But who are the homeless, people who seem to come from nowhere in such large numbers? Why have they reached this tragic point in their lives? How do they cope? Interviews with homeless families and individuals in the city and county provide some answers.

Kate Livingston, former telephone sales clerk

Livingston and her 15-year-old son, Christopher, spent their first homeless night in a restaurant. “I kept telling them I was waiting for my husband who was in an all-night poker game,” she recalled. At first light, muttering insults against all unpunctual men, the 46-year-old divorced woman and her son pushed out into the unknown.

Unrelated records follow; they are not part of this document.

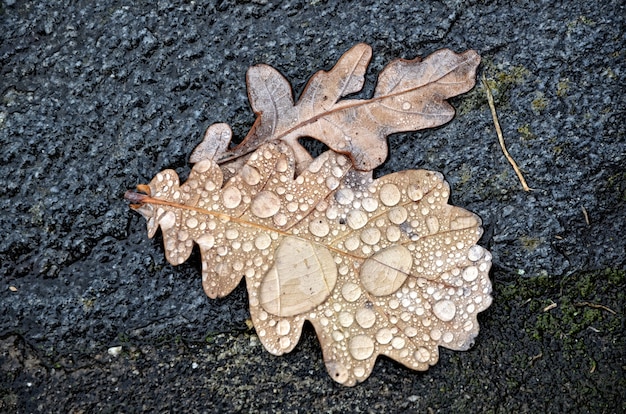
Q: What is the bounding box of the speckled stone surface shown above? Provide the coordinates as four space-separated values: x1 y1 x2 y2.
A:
0 0 626 412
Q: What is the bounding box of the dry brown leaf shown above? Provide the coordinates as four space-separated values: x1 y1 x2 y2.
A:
126 45 491 386
213 43 480 171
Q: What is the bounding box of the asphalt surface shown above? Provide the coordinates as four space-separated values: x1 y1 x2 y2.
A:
0 0 626 413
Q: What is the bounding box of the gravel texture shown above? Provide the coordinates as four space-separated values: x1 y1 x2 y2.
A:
0 0 626 413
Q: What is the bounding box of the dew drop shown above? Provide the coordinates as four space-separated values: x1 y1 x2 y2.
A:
222 186 241 208
250 191 280 218
348 335 374 361
376 328 393 345
356 308 376 329
309 219 330 237
341 282 361 302
433 300 456 322
379 183 401 207
413 347 430 362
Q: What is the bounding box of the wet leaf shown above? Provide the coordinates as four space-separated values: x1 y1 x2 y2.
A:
126 45 491 386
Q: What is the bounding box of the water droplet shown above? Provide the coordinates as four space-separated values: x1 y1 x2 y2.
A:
254 233 272 250
222 186 241 208
361 227 380 246
462 266 478 282
309 219 330 237
239 164 261 185
341 282 361 302
467 245 485 262
376 328 393 345
359 245 413 296
387 206 409 225
187 217 198 229
356 308 376 329
426 216 439 234
361 197 378 213
379 183 401 207
346 210 367 230
196 234 215 250
385 226 402 243
159 211 176 231
433 300 456 322
250 191 280 218
276 319 291 335
348 335 374 361
413 347 430 362
335 188 354 206
338 312 354 328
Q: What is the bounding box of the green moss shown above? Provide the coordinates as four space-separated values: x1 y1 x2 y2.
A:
519 236 543 252
556 78 569 98
500 269 626 346
458 60 530 115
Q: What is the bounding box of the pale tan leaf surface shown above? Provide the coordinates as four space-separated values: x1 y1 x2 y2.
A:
216 44 480 171
126 44 492 386
127 144 491 385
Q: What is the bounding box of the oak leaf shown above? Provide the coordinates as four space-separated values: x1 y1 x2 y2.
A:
210 43 480 171
126 45 491 386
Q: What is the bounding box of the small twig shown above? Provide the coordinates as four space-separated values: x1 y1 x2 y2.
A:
574 302 616 315
482 73 532 191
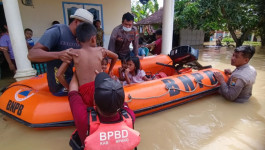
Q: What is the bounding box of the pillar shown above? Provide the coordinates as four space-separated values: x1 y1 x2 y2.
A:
2 0 36 81
162 0 175 55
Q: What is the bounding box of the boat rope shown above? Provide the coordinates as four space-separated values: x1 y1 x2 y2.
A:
1 84 34 93
127 79 218 102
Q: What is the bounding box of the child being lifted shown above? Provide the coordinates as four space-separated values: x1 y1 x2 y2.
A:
56 23 118 106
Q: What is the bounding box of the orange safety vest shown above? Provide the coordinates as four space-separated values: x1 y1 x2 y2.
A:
85 109 141 150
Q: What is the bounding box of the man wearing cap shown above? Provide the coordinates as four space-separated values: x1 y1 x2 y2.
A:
108 12 139 59
68 72 139 149
214 46 257 103
28 8 93 96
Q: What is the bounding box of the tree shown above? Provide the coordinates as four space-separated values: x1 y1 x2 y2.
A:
131 0 159 22
172 0 260 46
198 0 260 47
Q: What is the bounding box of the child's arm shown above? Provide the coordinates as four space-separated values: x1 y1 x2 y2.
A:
103 50 118 74
69 72 79 92
56 62 69 89
141 70 152 81
118 67 125 81
143 76 152 81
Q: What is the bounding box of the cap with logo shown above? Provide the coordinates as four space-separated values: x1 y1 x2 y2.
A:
70 8 94 23
94 72 125 114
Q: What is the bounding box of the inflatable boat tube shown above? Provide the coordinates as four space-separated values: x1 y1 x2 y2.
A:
0 55 227 128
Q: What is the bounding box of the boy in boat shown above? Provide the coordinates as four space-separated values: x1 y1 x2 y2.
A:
56 22 118 106
68 72 140 150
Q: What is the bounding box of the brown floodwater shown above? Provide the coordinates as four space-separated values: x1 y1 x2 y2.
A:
0 47 265 150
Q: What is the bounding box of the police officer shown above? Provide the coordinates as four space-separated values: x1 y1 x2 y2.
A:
108 12 139 59
214 46 257 103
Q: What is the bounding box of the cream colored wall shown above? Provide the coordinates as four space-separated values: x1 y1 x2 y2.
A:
14 0 131 40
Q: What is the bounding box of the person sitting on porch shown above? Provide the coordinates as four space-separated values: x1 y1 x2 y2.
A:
146 29 162 55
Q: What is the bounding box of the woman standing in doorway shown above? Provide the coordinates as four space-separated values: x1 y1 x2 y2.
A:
94 20 104 47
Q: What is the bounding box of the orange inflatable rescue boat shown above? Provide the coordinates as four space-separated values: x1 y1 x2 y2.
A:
0 46 227 128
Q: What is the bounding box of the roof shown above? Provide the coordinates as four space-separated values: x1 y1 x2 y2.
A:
136 8 163 25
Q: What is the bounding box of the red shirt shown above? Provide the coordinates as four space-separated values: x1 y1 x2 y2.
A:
68 91 135 145
152 38 162 55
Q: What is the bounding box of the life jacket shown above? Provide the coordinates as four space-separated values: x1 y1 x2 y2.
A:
85 108 141 150
69 107 141 150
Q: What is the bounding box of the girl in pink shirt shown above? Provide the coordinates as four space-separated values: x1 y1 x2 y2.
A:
124 57 151 85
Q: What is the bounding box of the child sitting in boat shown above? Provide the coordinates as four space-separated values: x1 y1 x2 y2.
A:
123 57 151 85
56 23 118 106
118 58 127 82
69 72 140 150
101 57 109 72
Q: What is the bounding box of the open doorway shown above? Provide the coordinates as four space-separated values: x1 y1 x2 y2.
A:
0 2 13 79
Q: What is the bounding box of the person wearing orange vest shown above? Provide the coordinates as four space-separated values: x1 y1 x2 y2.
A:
68 72 140 150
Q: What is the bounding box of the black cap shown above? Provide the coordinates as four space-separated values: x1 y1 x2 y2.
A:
94 72 124 114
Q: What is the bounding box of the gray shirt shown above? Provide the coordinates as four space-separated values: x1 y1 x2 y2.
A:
108 24 139 58
219 64 257 103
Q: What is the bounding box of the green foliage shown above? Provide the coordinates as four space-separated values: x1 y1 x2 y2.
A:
222 37 234 43
131 0 159 22
174 0 260 46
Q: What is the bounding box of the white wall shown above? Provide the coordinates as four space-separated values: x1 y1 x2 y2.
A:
180 29 204 46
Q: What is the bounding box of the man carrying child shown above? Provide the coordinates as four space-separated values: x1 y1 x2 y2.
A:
56 23 118 106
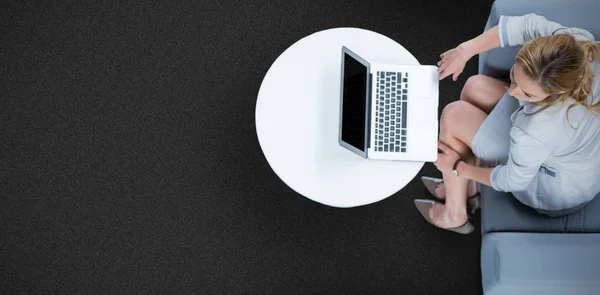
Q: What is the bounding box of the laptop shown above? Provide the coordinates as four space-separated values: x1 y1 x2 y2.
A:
338 47 439 162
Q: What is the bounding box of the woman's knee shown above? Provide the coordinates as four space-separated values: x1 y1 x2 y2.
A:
460 75 488 102
440 100 468 128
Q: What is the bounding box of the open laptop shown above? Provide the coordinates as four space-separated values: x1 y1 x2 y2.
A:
338 47 439 162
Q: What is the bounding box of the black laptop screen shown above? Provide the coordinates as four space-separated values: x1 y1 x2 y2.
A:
342 54 368 151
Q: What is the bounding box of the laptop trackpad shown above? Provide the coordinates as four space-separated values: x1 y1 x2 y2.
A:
409 66 439 99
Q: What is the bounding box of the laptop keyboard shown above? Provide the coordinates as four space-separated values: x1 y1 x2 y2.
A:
375 72 408 153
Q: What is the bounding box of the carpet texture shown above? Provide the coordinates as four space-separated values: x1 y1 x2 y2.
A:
0 0 492 294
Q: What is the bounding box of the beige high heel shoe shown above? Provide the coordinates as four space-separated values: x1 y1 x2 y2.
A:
415 199 475 235
421 176 481 214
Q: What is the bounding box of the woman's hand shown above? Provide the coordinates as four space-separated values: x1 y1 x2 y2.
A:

They have been homeless for about a year, Livingston said. Until she was laid off her $1,250-a-month job taking telephone orders at an electronics firm, the two lived in a $550-a-month, one-bedroom apartment in Culver City. She now receives $249 a month in welfare.

Before they moved to the Harbor Interfaith Shelter in San Pedro seven weeks ago, Livingston said she and her son had lived most of the year at a Santa Monica shelter, where she was an unpaid worker. She never imagined that she would be homeless.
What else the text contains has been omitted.